The Portland City Council on Monday was debating a proposal to increase the number of affordable housing units required in larger development proposals.

Under Mayor Michael Brennan in 2015, the council adopted an inclusionary zoning ordinance that required at least 10 percent of the dwelling units in developments with 10 units or more be made affordable to middle-income earners. That income bracket is defined as up to 120 percent of area median income, which currently ranges from $68,950 for a single person to $98,500 for a family of four.

Developers can avoid the requirement by paying the city $100,000 for every affordable unit not built. That money goes into the city’s housing trust fund, which is used to help build affordable housing.

As of May, the city ordinance has applied to 18 projects, totaling 693 units, of which 187 are workforce units. Several projects have decided to use the buyout provision. If all of those projects move forward, the city could receive $1.3 million from developers.

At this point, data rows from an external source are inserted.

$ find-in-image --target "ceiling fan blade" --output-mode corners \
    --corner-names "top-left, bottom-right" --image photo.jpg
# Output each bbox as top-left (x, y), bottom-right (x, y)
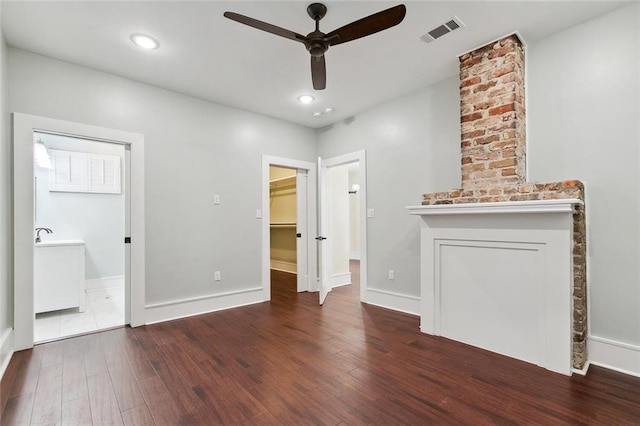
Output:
top-left (224, 12), bottom-right (308, 44)
top-left (325, 4), bottom-right (406, 46)
top-left (311, 55), bottom-right (326, 90)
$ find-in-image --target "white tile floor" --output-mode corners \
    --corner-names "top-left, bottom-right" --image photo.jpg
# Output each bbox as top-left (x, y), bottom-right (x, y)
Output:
top-left (34, 284), bottom-right (125, 343)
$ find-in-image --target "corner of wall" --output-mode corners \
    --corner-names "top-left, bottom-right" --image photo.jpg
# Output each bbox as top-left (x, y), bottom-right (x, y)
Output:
top-left (0, 1), bottom-right (16, 381)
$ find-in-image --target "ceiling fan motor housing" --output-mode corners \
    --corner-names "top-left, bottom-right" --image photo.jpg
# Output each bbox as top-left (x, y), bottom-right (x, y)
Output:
top-left (306, 32), bottom-right (329, 57)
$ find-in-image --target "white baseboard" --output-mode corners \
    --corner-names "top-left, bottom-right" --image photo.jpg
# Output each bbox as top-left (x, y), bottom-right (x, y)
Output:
top-left (350, 251), bottom-right (361, 260)
top-left (364, 288), bottom-right (420, 316)
top-left (144, 287), bottom-right (265, 325)
top-left (270, 260), bottom-right (297, 274)
top-left (572, 360), bottom-right (591, 376)
top-left (330, 272), bottom-right (351, 288)
top-left (588, 335), bottom-right (640, 378)
top-left (0, 327), bottom-right (14, 381)
top-left (85, 275), bottom-right (125, 292)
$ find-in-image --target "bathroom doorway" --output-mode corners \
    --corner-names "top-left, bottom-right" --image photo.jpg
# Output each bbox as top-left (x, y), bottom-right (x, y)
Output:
top-left (13, 112), bottom-right (145, 351)
top-left (33, 132), bottom-right (126, 343)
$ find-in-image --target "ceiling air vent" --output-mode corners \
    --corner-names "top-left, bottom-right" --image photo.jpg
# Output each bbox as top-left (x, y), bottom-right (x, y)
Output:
top-left (420, 16), bottom-right (465, 44)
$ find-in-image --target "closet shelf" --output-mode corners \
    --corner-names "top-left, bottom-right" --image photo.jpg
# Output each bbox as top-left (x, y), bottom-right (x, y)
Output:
top-left (270, 223), bottom-right (296, 228)
top-left (270, 175), bottom-right (296, 188)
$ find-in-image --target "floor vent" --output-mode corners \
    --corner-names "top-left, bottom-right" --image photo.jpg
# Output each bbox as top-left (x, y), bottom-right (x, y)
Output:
top-left (420, 16), bottom-right (465, 43)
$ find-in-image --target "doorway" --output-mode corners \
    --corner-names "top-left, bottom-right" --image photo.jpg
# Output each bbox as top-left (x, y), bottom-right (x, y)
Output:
top-left (32, 132), bottom-right (126, 343)
top-left (13, 113), bottom-right (145, 351)
top-left (262, 151), bottom-right (367, 306)
top-left (269, 166), bottom-right (298, 277)
top-left (317, 150), bottom-right (367, 304)
top-left (262, 156), bottom-right (316, 302)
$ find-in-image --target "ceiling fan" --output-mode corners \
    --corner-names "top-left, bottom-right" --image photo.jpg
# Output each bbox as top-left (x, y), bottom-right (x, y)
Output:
top-left (224, 3), bottom-right (406, 90)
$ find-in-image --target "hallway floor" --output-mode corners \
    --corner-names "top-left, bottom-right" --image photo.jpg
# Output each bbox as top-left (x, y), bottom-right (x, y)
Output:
top-left (34, 282), bottom-right (125, 343)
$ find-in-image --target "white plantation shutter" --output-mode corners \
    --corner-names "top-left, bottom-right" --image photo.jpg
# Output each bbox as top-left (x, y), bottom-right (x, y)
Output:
top-left (49, 149), bottom-right (121, 194)
top-left (49, 150), bottom-right (88, 192)
top-left (88, 154), bottom-right (121, 193)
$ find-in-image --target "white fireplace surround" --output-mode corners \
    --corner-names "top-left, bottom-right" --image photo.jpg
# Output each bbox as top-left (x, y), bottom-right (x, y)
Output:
top-left (408, 199), bottom-right (583, 375)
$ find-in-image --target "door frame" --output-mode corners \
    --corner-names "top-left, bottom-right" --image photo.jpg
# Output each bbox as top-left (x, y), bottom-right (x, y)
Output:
top-left (320, 150), bottom-right (367, 303)
top-left (262, 156), bottom-right (317, 300)
top-left (13, 113), bottom-right (145, 350)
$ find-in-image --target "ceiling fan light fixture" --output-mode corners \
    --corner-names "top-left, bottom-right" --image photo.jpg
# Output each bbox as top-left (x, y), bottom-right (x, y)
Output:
top-left (130, 34), bottom-right (160, 50)
top-left (297, 94), bottom-right (315, 104)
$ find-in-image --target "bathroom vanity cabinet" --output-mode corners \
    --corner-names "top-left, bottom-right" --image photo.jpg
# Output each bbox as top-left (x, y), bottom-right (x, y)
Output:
top-left (34, 240), bottom-right (86, 314)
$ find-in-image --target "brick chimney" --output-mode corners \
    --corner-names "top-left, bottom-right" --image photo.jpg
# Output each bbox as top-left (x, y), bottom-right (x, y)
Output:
top-left (460, 35), bottom-right (526, 189)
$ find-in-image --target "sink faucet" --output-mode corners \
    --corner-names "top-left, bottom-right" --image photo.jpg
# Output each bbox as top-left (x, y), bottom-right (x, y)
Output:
top-left (35, 227), bottom-right (53, 243)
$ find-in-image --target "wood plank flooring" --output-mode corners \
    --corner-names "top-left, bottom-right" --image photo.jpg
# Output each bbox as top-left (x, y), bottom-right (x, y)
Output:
top-left (2, 261), bottom-right (640, 425)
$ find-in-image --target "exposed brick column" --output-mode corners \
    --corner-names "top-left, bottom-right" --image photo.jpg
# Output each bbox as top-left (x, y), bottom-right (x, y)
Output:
top-left (459, 35), bottom-right (526, 189)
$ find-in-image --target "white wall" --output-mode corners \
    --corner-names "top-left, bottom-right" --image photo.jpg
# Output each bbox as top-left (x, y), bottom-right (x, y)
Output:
top-left (327, 164), bottom-right (350, 281)
top-left (35, 133), bottom-right (125, 280)
top-left (317, 78), bottom-right (461, 304)
top-left (528, 3), bottom-right (640, 352)
top-left (8, 48), bottom-right (317, 307)
top-left (0, 1), bottom-right (13, 372)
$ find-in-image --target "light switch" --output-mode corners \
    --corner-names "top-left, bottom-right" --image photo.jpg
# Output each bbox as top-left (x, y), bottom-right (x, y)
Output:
top-left (213, 194), bottom-right (220, 205)
top-left (367, 208), bottom-right (375, 218)
top-left (256, 209), bottom-right (262, 219)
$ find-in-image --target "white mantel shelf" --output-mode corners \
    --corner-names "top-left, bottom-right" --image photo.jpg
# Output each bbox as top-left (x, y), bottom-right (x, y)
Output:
top-left (407, 199), bottom-right (583, 216)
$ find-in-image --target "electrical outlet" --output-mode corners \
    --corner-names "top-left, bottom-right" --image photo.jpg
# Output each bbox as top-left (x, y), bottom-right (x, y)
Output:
top-left (213, 194), bottom-right (220, 205)
top-left (214, 271), bottom-right (221, 281)
top-left (388, 269), bottom-right (395, 280)
top-left (367, 208), bottom-right (375, 218)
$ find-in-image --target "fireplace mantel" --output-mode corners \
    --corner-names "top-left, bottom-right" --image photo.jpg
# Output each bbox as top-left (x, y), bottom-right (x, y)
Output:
top-left (407, 199), bottom-right (582, 216)
top-left (408, 198), bottom-right (581, 375)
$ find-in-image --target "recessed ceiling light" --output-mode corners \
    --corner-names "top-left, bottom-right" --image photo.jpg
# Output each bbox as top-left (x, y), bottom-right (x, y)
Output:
top-left (324, 107), bottom-right (334, 114)
top-left (312, 112), bottom-right (322, 118)
top-left (297, 95), bottom-right (315, 105)
top-left (130, 34), bottom-right (160, 50)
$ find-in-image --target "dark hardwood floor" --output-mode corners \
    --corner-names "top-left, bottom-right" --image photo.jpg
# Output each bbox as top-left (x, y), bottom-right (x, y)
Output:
top-left (2, 260), bottom-right (640, 425)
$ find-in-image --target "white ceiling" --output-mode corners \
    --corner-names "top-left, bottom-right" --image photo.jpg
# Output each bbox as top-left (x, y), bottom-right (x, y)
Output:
top-left (2, 1), bottom-right (629, 129)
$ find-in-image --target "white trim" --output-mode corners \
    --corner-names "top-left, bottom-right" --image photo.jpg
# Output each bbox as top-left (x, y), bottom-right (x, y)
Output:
top-left (407, 199), bottom-right (582, 216)
top-left (349, 251), bottom-right (361, 260)
top-left (364, 288), bottom-right (420, 316)
top-left (262, 155), bottom-right (317, 300)
top-left (0, 328), bottom-right (14, 380)
top-left (13, 113), bottom-right (145, 351)
top-left (588, 335), bottom-right (640, 378)
top-left (85, 275), bottom-right (125, 292)
top-left (330, 272), bottom-right (351, 288)
top-left (144, 287), bottom-right (264, 325)
top-left (270, 260), bottom-right (297, 274)
top-left (572, 361), bottom-right (591, 376)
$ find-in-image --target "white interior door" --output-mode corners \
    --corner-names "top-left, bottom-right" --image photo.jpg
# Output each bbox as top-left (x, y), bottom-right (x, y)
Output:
top-left (296, 170), bottom-right (308, 292)
top-left (124, 146), bottom-right (131, 325)
top-left (317, 157), bottom-right (330, 305)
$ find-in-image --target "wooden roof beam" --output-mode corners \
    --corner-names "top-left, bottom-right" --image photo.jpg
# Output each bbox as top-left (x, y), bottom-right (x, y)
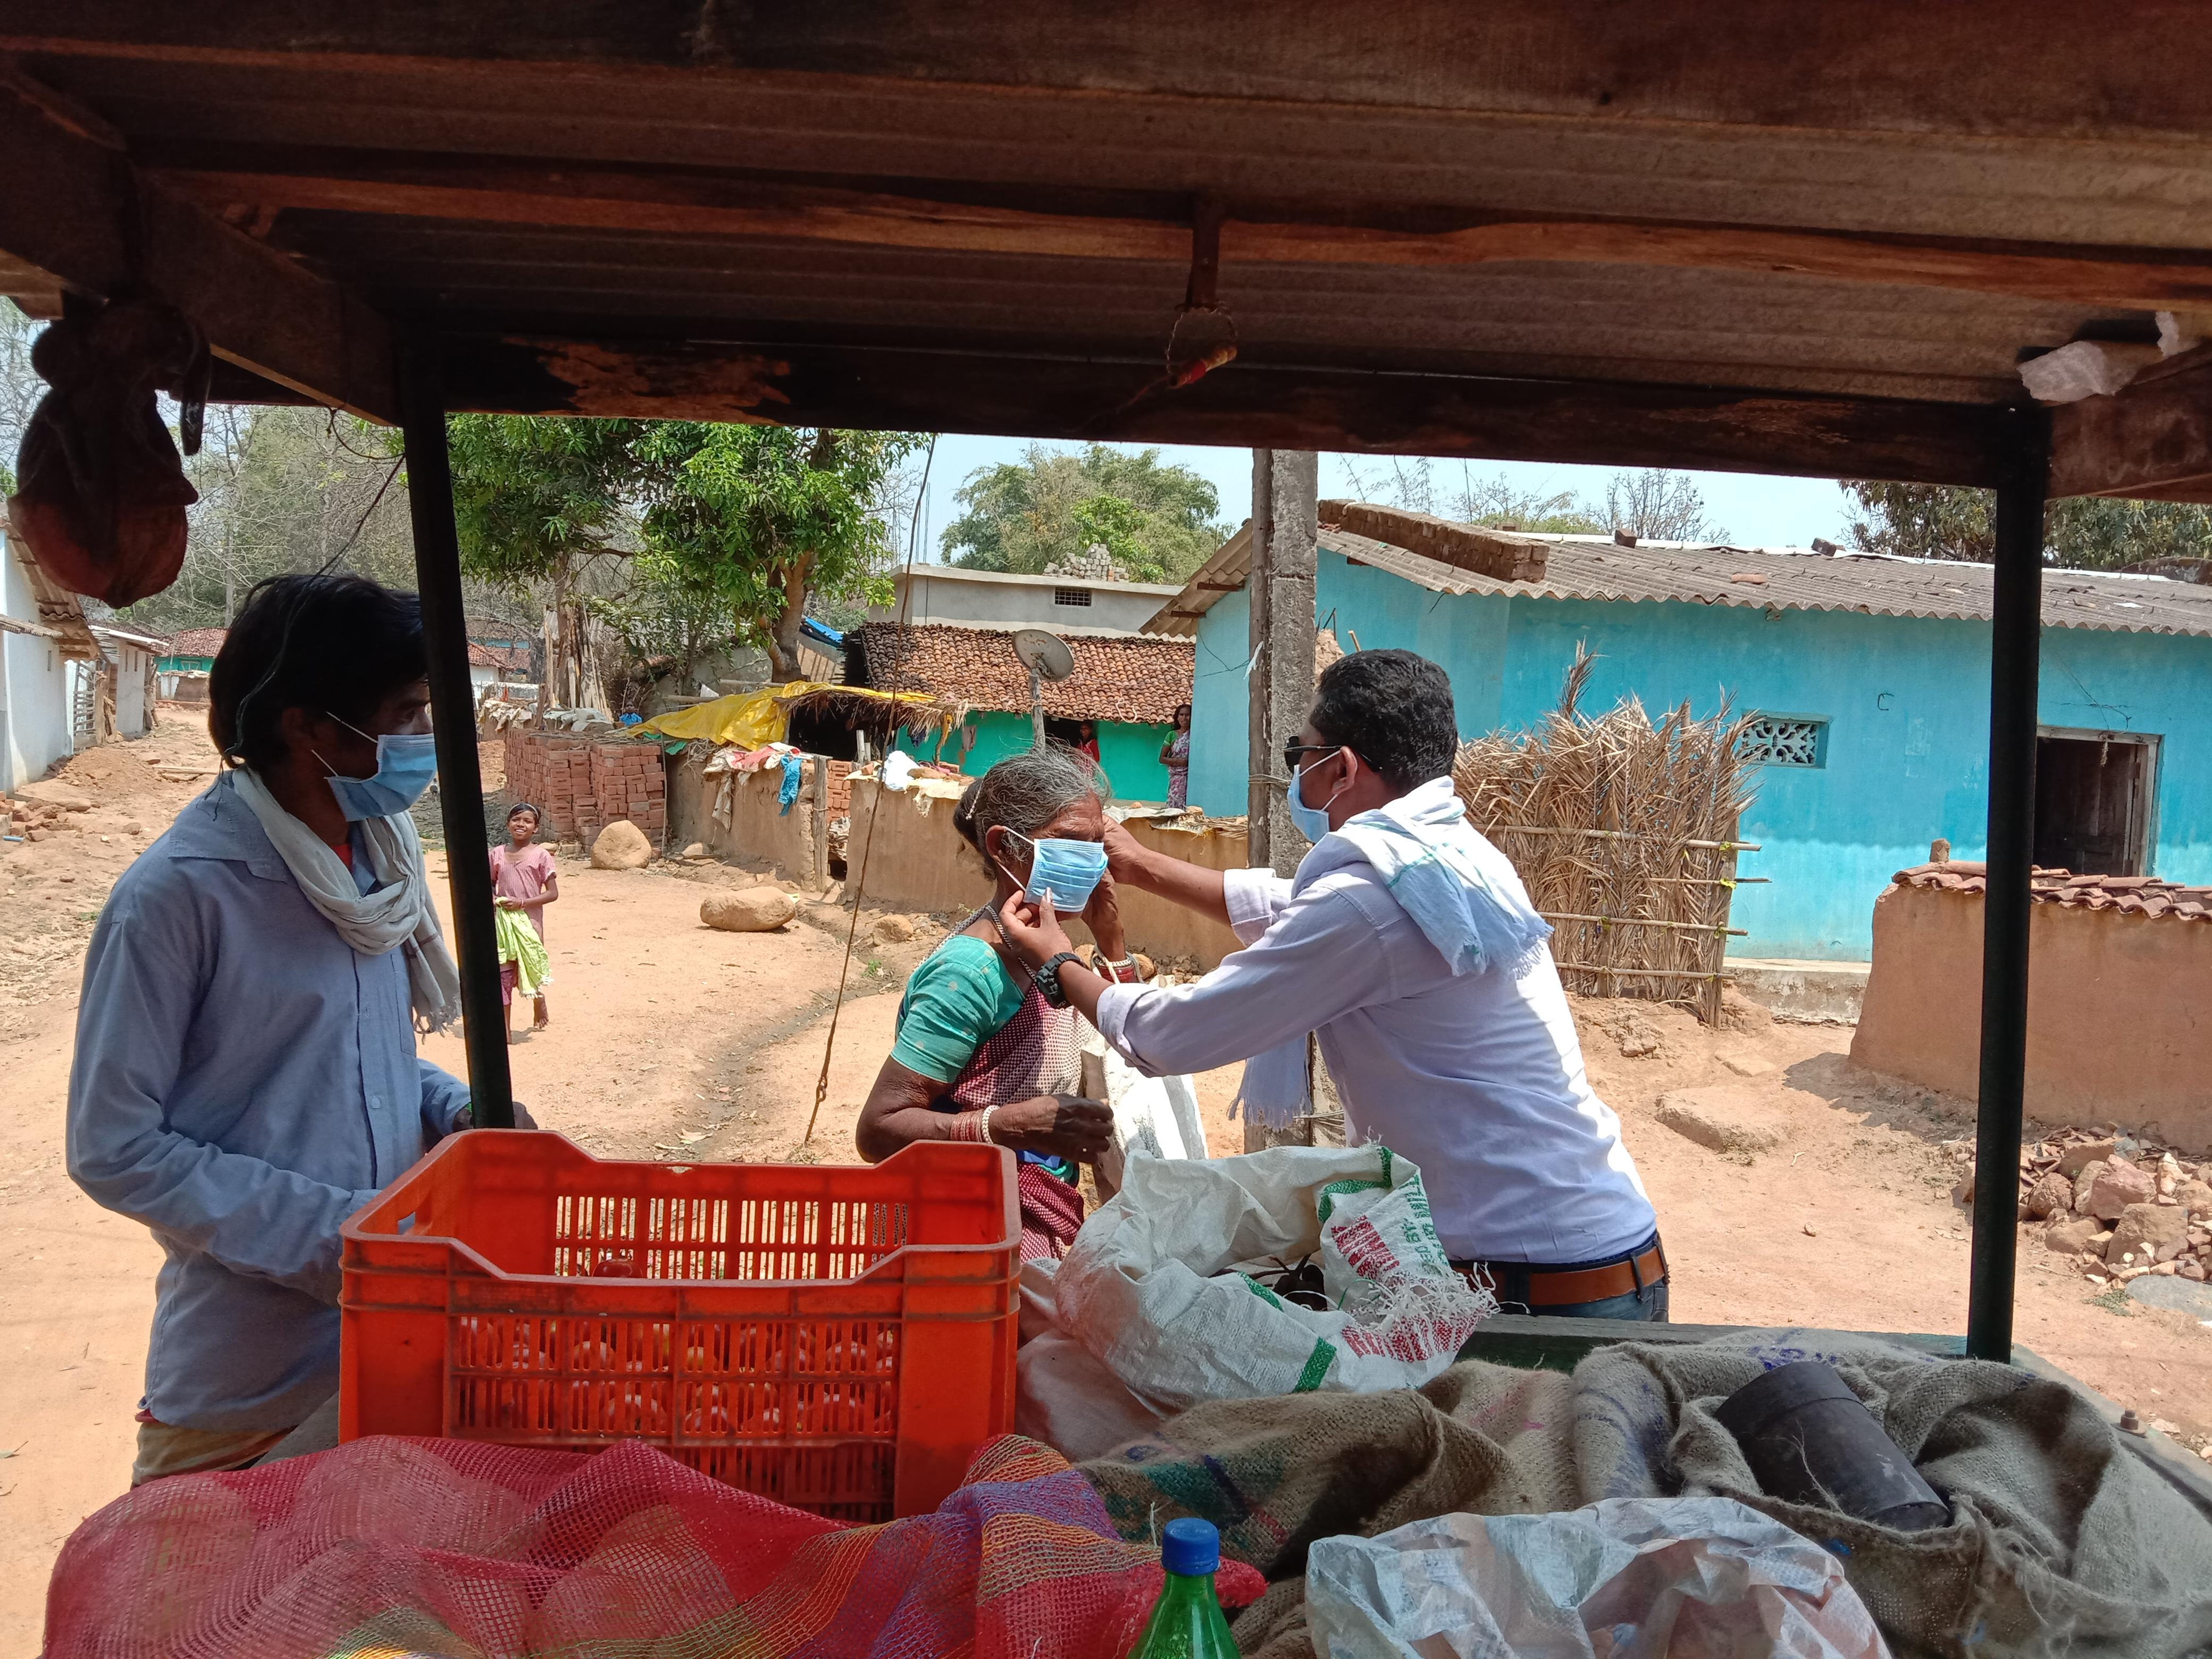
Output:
top-left (146, 160), bottom-right (2212, 314)
top-left (446, 333), bottom-right (2007, 488)
top-left (0, 77), bottom-right (396, 421)
top-left (2049, 343), bottom-right (2212, 504)
top-left (9, 3), bottom-right (2212, 147)
top-left (1319, 501), bottom-right (1552, 582)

Last year, Mayor Ethan Strimling asked the council to double the amount of affordable units required by the ordinance. He argued the change would help address the continuing shortage of affordable rental housing in Portland. He also wanted to lower the maximum annual income for a family of four purchasing or renting workforce units.

City staff recommended two additional changes. One was to remove a 6-year sunset clause from the original ordinance. The second was to eliminate the ability for developers to round down in their calculations on affordable units and instead pay a fractional fee.

At Monday’s meeting, Councilor Brian Batson proposed increasing the requirement from 10 percent to 18 percent. The council had not yet voted as of press time.

A majority of the 10 people who spoke were housing developers who opposed the ordinance.

Critics argued beefing up the ordinance would stifle residential construction in the city. They also worried it was too soon to make changes to a rule that is not yet three years old.

“Please remember that 18 percent of zero is still zero,” developer Jonathan Culley of Redfern Properties said.

Supporters wanted the ordinance to go further. They suggested removing the option for developers to pay a fee in lieu of building affordable units or increasing that fee above its current level.

“Portland is in a very real crisis of affordable housing,” said Carolyn Silvius, an advocate with Homeless Voices for Justice.